Déclaration faite le 02 décembre 2008 par la sénatrice Lillian Eva Dyck
L'honorable Lillian Eva Dyck :
Honorables sénateurs, aujourd'hui, nous honorons la mémoire d'une belle femme autochtone, Daleen Kay Bosse (Muskego), qui a disparu de Saskatoon, en Saskatchewan, le 18 mai 2004. Daleen était membre de la nation crie d'Onion Lake et allait à l'université de la Saskatchewan. Elle faisait des études pour devenir enseignante au moment de sa disparition.
Après sa disparition, ses parents, Herb et Pauline Muskego, ont organisé la Marche pour les sœurs disparues en l'honneur de leur fille disparue.
Cet été, j'ai assisté à la quatrième et dernière Marche pour les sœurs disparues d'Onion Lake pour sensibiliser les gens à la disparition de Daleen et pour attirer l'attention sur les 500 cas et plus non résolus de femmes autochtones disparues ou assassinées au Canada.
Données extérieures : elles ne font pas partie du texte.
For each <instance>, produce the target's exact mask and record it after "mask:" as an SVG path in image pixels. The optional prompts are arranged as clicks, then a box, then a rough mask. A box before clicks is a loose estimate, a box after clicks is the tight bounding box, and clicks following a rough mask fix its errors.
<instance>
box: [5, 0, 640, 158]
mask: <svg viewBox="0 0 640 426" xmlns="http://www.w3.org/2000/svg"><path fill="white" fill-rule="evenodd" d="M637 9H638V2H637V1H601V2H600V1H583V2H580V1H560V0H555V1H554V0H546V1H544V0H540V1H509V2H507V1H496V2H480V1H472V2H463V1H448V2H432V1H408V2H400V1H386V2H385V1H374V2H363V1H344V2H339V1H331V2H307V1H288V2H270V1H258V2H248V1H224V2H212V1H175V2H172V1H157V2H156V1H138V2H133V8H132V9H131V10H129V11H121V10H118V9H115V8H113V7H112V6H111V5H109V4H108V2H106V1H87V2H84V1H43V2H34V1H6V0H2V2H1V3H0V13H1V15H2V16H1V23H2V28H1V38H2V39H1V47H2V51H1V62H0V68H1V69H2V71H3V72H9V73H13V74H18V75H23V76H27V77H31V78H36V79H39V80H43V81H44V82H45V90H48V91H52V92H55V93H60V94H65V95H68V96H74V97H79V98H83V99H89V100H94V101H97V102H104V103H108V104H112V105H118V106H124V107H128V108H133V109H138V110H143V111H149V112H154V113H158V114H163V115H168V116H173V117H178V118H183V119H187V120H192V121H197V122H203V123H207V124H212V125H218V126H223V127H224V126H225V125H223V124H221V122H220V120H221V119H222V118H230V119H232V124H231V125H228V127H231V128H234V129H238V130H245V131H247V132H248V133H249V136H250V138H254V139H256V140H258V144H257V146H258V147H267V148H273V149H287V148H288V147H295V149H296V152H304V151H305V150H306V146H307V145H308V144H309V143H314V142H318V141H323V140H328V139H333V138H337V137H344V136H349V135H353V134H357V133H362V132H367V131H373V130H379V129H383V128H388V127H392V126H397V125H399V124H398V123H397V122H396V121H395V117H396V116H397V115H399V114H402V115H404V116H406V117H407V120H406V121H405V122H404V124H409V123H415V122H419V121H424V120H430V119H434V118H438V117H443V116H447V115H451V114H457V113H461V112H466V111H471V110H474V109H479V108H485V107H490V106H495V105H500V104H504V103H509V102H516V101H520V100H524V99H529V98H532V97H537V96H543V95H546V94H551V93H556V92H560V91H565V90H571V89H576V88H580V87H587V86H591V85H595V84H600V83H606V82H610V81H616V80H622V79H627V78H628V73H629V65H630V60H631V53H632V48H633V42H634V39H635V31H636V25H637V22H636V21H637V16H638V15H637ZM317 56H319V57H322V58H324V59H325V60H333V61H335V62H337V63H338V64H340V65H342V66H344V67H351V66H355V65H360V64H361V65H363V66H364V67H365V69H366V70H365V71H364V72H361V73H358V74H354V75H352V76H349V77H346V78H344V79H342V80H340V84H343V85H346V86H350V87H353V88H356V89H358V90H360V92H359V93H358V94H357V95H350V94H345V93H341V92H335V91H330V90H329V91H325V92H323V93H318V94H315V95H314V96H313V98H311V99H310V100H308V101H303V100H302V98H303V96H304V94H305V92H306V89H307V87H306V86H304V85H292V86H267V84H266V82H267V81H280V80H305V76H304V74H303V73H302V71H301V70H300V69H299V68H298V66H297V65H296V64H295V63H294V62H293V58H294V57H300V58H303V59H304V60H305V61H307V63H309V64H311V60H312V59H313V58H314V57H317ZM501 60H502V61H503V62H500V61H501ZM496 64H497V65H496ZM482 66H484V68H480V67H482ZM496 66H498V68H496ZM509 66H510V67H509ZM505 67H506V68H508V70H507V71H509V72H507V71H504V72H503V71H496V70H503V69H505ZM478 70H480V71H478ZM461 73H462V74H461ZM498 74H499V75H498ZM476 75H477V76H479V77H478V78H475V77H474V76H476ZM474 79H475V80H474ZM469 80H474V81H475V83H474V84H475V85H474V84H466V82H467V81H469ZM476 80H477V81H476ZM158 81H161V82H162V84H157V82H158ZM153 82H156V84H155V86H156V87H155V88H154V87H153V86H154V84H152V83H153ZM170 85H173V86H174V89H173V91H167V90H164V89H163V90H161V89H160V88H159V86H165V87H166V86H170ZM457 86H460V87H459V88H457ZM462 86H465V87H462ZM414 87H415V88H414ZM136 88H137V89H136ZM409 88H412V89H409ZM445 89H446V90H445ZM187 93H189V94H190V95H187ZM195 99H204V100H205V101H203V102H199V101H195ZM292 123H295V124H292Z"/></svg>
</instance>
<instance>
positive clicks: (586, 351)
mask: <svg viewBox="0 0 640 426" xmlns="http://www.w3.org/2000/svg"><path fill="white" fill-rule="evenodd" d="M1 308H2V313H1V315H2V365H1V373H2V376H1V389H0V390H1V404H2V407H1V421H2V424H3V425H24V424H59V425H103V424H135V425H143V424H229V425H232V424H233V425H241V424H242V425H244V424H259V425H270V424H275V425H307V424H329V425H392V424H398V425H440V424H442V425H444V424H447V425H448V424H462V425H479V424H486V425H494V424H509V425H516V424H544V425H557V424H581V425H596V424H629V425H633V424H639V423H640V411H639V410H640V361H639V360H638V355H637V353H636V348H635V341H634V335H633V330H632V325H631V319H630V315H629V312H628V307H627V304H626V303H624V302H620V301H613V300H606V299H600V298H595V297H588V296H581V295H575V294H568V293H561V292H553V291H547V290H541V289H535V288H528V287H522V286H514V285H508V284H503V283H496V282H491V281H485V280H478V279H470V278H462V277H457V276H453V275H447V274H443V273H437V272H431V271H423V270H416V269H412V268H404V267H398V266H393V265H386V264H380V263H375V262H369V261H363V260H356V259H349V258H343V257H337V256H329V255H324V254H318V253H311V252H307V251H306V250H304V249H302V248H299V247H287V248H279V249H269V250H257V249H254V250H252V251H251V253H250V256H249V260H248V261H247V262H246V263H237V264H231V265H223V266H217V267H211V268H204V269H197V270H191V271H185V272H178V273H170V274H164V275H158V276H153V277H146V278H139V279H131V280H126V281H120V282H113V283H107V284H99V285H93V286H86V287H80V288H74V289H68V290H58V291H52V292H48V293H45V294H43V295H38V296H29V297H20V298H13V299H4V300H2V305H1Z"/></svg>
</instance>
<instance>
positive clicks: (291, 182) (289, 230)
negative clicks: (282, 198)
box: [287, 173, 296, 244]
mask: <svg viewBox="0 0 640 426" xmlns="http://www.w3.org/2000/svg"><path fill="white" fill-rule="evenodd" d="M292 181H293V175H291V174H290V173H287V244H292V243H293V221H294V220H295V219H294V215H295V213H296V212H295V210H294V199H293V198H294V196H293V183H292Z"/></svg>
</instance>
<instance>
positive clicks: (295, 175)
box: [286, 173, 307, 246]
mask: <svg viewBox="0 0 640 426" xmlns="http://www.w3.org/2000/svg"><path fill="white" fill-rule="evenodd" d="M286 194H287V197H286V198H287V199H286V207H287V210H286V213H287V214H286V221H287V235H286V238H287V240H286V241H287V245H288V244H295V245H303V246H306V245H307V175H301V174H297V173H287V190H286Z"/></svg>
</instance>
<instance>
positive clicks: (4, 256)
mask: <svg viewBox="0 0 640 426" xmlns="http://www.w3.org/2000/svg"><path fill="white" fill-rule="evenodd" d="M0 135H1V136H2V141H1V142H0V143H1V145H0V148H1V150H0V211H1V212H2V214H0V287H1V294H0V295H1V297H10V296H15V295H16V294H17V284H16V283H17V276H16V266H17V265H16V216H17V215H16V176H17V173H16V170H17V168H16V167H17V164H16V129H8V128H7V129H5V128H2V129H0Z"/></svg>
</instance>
La Marche pour les sœurs disparues a aidé Herb et Pauline Muskego à surmonter la douleur causée par la perte de leur fille Daleen. Malheureusement, en août 2008, ses restes ont été trouvés à 10 milles au nord de Saskatoon, près de Martensville, en Saskatchewan. L'auteur du crime a été accusé de meurtre au premier degré et d'outrage contre un cadavre humain.
Au Canada, les femmes des Premières nations sont fortement surreprésentées dans les cas de femmes portées disparues. À l'heure actuelle, on compte plus de 500 cas non résolus en attente d'enquête et de règlement. Ces cas de disparition de femmes requièrent une intervention immédiate et la coopération des corps de police et des forces publiques du Canada pour les résoudre et empêcher la disparition et le décès de femmes autochtones.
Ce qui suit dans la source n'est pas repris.